Wednesday, December 22, 2010

Fake Id's In Niagara Falls

Comparison of Methods and Types of joins in Oracle

To build the execution plan the optimizer should perform the following basic actions:

  1. determine the order of evaluation of the tables.
  2. determine the method join.
  3. determine the types of access (access path, eg full scan, rowid, index range, etc).
  4. determine the order of filtering.

The first 3 are the tree structure that supports the implementation plan. The 4th defines the data flow "Flows" through the tree. This time I'll just concentrate on point 2, leaving the other for future notes.

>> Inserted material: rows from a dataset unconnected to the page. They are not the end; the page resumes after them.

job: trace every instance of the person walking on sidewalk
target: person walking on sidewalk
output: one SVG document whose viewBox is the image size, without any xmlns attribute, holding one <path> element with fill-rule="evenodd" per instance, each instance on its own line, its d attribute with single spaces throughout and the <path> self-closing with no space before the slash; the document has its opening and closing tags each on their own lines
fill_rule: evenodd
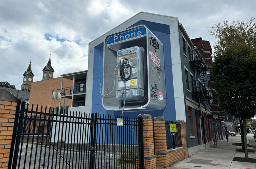
<svg viewBox="0 0 256 169">
<path fill-rule="evenodd" d="M 228 132 L 227 129 L 226 129 L 226 131 L 225 132 L 225 135 L 227 139 L 227 141 L 228 141 L 228 135 L 229 134 L 229 132 Z"/>
</svg>

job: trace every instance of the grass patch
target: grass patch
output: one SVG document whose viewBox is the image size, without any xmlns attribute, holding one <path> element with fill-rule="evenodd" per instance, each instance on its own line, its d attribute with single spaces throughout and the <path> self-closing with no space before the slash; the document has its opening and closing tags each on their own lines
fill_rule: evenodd
<svg viewBox="0 0 256 169">
<path fill-rule="evenodd" d="M 135 164 L 137 158 L 137 155 L 132 153 L 128 155 L 125 154 L 124 156 L 121 155 L 121 158 L 117 160 L 117 164 L 121 165 L 125 164 Z"/>
</svg>

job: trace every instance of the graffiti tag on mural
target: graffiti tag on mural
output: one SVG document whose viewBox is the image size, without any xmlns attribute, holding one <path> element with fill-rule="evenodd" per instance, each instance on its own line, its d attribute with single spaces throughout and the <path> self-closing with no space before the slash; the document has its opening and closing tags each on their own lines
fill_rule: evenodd
<svg viewBox="0 0 256 169">
<path fill-rule="evenodd" d="M 156 75 L 163 75 L 163 67 L 161 66 L 161 64 L 159 63 L 160 66 L 155 66 L 155 70 L 156 71 Z"/>
<path fill-rule="evenodd" d="M 106 89 L 106 92 L 107 93 L 109 93 L 110 92 L 111 92 L 111 90 L 108 88 L 107 88 Z M 106 96 L 106 97 L 111 97 L 111 95 L 108 95 L 107 96 Z"/>
<path fill-rule="evenodd" d="M 150 55 L 151 59 L 153 62 L 155 63 L 156 66 L 158 67 L 160 67 L 160 59 L 156 56 L 156 54 L 154 54 L 151 51 L 149 51 L 149 54 Z"/>
<path fill-rule="evenodd" d="M 93 53 L 93 49 L 92 47 L 90 49 L 90 53 L 91 54 L 92 53 Z"/>
<path fill-rule="evenodd" d="M 157 98 L 157 95 L 156 94 L 156 91 L 158 91 L 158 89 L 157 89 L 157 85 L 156 83 L 155 83 L 155 82 L 154 82 L 154 84 L 151 85 L 151 97 L 153 98 Z"/>
<path fill-rule="evenodd" d="M 159 48 L 159 44 L 158 44 L 158 42 L 156 40 L 156 39 L 155 39 L 154 38 L 151 36 L 149 38 L 149 43 L 150 44 L 150 45 L 154 47 L 155 48 L 155 52 L 156 52 L 156 50 Z"/>
</svg>

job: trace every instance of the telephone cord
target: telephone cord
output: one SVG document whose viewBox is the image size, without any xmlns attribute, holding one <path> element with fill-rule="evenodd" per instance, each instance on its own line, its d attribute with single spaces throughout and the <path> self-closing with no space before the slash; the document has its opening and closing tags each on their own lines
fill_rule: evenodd
<svg viewBox="0 0 256 169">
<path fill-rule="evenodd" d="M 99 83 L 100 83 L 100 94 L 101 95 L 101 96 L 106 96 L 108 95 L 110 95 L 111 93 L 112 93 L 112 92 L 113 92 L 113 91 L 114 90 L 114 89 L 115 88 L 115 86 L 116 85 L 116 79 L 115 79 L 115 74 L 116 74 L 116 71 L 117 70 L 117 67 L 119 66 L 119 65 L 117 65 L 117 66 L 116 67 L 116 68 L 115 69 L 115 71 L 114 72 L 114 86 L 113 87 L 113 89 L 112 89 L 112 90 L 111 91 L 111 92 L 110 92 L 110 93 L 108 93 L 106 95 L 103 95 L 102 93 L 101 93 L 101 84 L 99 82 Z"/>
<path fill-rule="evenodd" d="M 123 107 L 123 111 L 122 111 L 122 116 L 124 116 L 124 106 L 125 105 L 125 96 L 126 95 L 126 81 L 124 81 L 124 106 Z"/>
</svg>

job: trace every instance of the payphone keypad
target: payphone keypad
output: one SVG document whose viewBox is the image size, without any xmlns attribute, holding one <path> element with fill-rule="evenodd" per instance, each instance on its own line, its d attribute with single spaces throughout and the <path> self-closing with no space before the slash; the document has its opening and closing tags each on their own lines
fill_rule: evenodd
<svg viewBox="0 0 256 169">
<path fill-rule="evenodd" d="M 128 74 L 131 76 L 131 68 L 129 67 L 126 67 L 124 68 L 124 73 L 125 74 Z"/>
</svg>

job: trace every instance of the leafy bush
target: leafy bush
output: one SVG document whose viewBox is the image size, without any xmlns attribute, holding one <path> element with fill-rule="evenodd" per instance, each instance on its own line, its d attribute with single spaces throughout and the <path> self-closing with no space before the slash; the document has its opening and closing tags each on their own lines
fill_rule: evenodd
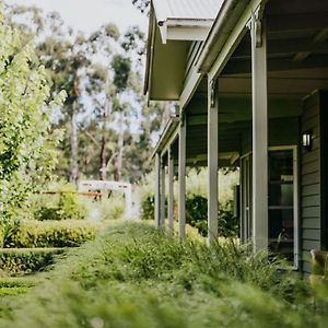
<svg viewBox="0 0 328 328">
<path fill-rule="evenodd" d="M 52 178 L 61 132 L 51 128 L 50 117 L 65 93 L 50 102 L 33 44 L 3 23 L 1 4 L 0 39 L 0 218 L 10 221 L 26 207 L 27 195 Z"/>
<path fill-rule="evenodd" d="M 141 199 L 141 219 L 142 220 L 154 220 L 155 218 L 155 198 L 153 194 L 144 195 Z"/>
<path fill-rule="evenodd" d="M 98 224 L 79 221 L 34 221 L 24 220 L 11 237 L 7 247 L 71 247 L 93 239 L 99 229 Z"/>
<path fill-rule="evenodd" d="M 12 247 L 15 235 L 20 230 L 21 221 L 10 220 L 0 222 L 0 247 Z"/>
<path fill-rule="evenodd" d="M 0 268 L 10 274 L 42 271 L 54 262 L 55 255 L 62 253 L 62 248 L 0 249 Z"/>
</svg>

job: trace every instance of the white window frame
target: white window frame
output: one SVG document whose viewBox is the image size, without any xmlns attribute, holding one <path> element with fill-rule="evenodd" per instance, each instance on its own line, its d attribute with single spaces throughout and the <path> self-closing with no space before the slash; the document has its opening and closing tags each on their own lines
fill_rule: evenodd
<svg viewBox="0 0 328 328">
<path fill-rule="evenodd" d="M 298 258 L 300 258 L 300 200 L 298 200 L 298 151 L 297 151 L 297 145 L 277 145 L 277 147 L 269 147 L 268 148 L 268 152 L 274 152 L 274 151 L 284 151 L 284 150 L 289 150 L 289 151 L 293 151 L 293 215 L 294 215 L 294 263 L 292 266 L 293 270 L 298 270 L 300 263 L 298 263 Z M 253 152 L 247 152 L 246 154 L 241 156 L 241 160 L 250 156 L 253 154 Z M 242 164 L 242 161 L 241 161 Z M 242 173 L 245 174 L 245 173 Z M 243 177 L 242 177 L 243 180 Z M 241 192 L 243 192 L 243 188 L 245 186 L 243 186 L 241 188 Z M 244 204 L 245 206 L 245 204 Z M 268 208 L 269 211 L 269 208 Z M 244 209 L 242 209 L 242 212 L 244 213 Z M 245 214 L 244 218 L 242 218 L 243 220 L 245 220 Z M 245 224 L 245 222 L 244 222 Z M 246 237 L 246 236 L 245 236 Z M 249 236 L 248 236 L 249 238 Z"/>
</svg>

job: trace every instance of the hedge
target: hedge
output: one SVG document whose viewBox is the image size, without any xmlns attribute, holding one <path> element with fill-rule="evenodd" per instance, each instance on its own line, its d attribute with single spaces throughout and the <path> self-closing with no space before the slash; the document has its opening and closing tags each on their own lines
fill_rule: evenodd
<svg viewBox="0 0 328 328">
<path fill-rule="evenodd" d="M 99 224 L 81 220 L 22 220 L 3 247 L 74 247 L 94 239 L 98 230 Z"/>
<path fill-rule="evenodd" d="M 54 263 L 56 255 L 65 248 L 3 248 L 0 249 L 0 268 L 5 273 L 32 273 Z M 14 282 L 2 282 L 1 288 L 17 286 Z M 25 286 L 25 285 L 19 285 Z"/>
</svg>

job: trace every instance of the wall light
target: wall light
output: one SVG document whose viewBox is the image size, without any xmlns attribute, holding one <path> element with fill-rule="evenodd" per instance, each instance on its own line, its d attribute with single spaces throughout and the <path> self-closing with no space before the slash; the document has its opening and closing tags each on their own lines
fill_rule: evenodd
<svg viewBox="0 0 328 328">
<path fill-rule="evenodd" d="M 312 149 L 312 132 L 303 132 L 302 134 L 302 147 L 305 151 L 311 151 Z"/>
</svg>

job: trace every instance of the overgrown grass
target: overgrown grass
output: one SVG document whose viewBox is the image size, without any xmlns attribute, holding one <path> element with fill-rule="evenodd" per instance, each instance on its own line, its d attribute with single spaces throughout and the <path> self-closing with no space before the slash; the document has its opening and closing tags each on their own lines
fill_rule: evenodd
<svg viewBox="0 0 328 328">
<path fill-rule="evenodd" d="M 283 265 L 233 242 L 179 245 L 116 223 L 12 297 L 0 327 L 325 327 L 313 291 Z"/>
</svg>

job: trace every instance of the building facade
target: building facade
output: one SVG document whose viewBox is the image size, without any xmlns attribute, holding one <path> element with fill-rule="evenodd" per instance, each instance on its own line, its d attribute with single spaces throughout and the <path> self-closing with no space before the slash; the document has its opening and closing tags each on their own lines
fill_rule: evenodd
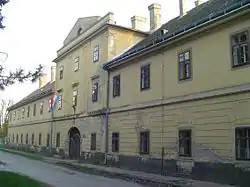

The joins are always made between two sets of data, if the sentences had more than two tables are determined by the first two tables both join and the result is joinea the table below, this result is joinea with the following table and so on .
join
The most common methods are:

  • NESTED LOOP JOIN MERGE JOIN SORT JOIN HASH
  • Cartesian join

Description NESTED LOOP JOIN

The two sets of data processed for nested loop (NL) are called outer loop and inner loop. The outer loop is executed once and the inner loop once for each record returned by the outer loop. The main features of NL are:

  • are the best choice when you need to get the front row as soon as possible, so you do not need to process all the data to start returning results. This is very performing, for example, front-end applications that use pagination. Leverages
  • filters and joins conditions using available indexes.
  • can be used with any type of joins.

Description HASH JOIN

The two sets of data processed for hash join (HJ) are build input and probe input. With the build input is built in memory (or temporary tablespace if there is insufficient physical memory available) a hash table. Once built the build input is used to start processing each record in the input probe the hash table so as to compare whether or not it meets the join condition. The main characteristics of HJ are

  • The hash table is usually built using the smaller dataset.
  • Not all types of joins can be used, such as theta joins and cross joins are not supported.
  • That is starting to return rows from the hash table must be created and processed.
  • HJ
  • can not implement joins using indexes conditions.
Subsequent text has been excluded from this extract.